The study aim was to collect information regarding the use of PHD for research from individuals with actual experience in this area, in other words, individuals and researchers who were already generating or using digital self-tracking data. These are, however, essentially “hidden” populations: there are no lists of self-trackers from which we could draw a sample, and since this is a relatively new field, there are only a small percentage of these early adopters in the general population. For this reason, we chose to use a targeted convenience sampling strategy, recruiting participants through postings on self-tracking-related web pages, relevant press releases, and topical social-media channels including blogs and tweets. In order to address the possible biases resulting from this sampling strategy we asked demographic questions that enabled comparisons to the general population. In addition, we also asked questions that were included in the Pew Research Center’s “Tracking for Health” study in order to calibrate our sample against Pew’s national sample.1 Individuals were offered participation in a drawing for an iPad or Android tablet as an incentive for participation.

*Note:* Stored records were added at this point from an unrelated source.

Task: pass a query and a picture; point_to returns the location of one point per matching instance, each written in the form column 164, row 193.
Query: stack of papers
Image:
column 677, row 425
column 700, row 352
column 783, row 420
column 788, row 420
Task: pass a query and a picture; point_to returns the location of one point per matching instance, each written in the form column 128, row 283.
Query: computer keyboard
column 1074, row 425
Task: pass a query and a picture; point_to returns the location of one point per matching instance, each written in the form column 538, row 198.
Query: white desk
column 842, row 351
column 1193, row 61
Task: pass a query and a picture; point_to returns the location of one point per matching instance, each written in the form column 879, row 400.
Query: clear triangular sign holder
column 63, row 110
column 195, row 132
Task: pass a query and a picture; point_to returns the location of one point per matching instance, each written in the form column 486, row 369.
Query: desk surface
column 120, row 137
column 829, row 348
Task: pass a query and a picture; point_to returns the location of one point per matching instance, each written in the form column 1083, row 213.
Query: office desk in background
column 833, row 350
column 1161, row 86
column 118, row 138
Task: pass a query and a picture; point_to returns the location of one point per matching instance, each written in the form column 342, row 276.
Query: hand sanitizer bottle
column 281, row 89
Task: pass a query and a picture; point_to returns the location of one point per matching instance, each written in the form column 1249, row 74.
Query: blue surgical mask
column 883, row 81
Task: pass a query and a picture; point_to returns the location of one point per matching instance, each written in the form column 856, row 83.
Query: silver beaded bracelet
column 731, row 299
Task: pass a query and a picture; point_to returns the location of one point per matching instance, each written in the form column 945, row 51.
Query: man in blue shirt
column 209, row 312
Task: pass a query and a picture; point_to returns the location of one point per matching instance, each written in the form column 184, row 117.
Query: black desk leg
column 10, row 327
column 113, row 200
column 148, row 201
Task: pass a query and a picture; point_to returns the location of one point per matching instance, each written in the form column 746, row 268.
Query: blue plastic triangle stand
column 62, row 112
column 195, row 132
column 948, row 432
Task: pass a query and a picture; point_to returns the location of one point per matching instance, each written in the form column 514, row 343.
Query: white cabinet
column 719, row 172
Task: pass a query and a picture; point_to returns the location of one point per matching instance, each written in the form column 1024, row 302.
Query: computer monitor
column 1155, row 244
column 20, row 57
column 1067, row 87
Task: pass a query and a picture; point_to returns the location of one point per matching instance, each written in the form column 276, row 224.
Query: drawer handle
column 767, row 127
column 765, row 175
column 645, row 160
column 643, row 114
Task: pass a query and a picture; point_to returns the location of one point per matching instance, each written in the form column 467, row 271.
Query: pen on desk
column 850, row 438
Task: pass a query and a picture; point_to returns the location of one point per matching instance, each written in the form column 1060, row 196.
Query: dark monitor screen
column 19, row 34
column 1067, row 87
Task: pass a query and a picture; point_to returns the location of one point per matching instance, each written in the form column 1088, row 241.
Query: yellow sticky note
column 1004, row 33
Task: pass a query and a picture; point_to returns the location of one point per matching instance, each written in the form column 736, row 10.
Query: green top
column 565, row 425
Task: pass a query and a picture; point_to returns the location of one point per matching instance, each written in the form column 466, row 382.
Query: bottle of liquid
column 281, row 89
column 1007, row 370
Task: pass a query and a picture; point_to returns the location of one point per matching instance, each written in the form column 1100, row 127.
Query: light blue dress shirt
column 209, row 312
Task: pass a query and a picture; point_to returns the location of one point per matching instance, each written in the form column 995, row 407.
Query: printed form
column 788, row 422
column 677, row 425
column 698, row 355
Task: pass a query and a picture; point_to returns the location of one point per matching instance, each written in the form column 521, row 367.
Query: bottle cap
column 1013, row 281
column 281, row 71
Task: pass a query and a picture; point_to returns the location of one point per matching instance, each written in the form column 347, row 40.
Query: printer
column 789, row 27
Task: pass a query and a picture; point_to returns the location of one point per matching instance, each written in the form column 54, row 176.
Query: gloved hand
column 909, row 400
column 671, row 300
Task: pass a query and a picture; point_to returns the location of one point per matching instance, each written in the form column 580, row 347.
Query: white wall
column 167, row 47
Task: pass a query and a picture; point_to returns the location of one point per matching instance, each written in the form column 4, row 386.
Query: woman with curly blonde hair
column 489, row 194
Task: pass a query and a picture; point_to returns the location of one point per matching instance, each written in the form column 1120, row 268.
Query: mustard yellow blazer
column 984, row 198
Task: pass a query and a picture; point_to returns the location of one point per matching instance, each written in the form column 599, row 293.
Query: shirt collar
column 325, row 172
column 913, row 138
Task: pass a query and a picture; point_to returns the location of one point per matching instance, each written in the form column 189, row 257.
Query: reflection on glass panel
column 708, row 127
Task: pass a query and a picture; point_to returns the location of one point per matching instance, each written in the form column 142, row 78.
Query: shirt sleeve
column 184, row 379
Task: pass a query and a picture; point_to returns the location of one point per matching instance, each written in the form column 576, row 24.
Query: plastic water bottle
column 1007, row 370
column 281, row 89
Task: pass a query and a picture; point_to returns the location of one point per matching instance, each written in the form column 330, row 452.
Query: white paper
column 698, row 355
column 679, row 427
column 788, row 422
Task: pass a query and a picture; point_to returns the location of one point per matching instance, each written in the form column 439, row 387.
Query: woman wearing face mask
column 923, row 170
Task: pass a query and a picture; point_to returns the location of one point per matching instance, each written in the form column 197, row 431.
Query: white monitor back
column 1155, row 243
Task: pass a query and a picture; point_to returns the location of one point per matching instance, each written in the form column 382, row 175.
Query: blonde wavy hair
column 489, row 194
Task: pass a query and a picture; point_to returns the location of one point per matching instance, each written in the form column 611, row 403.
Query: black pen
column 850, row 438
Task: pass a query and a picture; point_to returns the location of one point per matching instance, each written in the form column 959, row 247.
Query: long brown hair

Standardized interview protocols were developed for use with each of the three stakeholder groups. Interviews with individuals and researchers were designed to complement the surveys by providing richness to the findings and eliciting data that would be difficult to collect in a survey. Company/key informant interviews included experts in the area of PHD, as well as representatives of a range of companies that provide personal health devices, apps, or services. The intent was to gauge companies’ willingness to participate in collaborations with academic researchers and understand the business, technological, and social factors that affect their decision-making. Thus, semi-structured qualitative interview protocols were developed based on the same set of high-level questions that drove initial survey design, as well as preliminary analyses of the survey data that were collected.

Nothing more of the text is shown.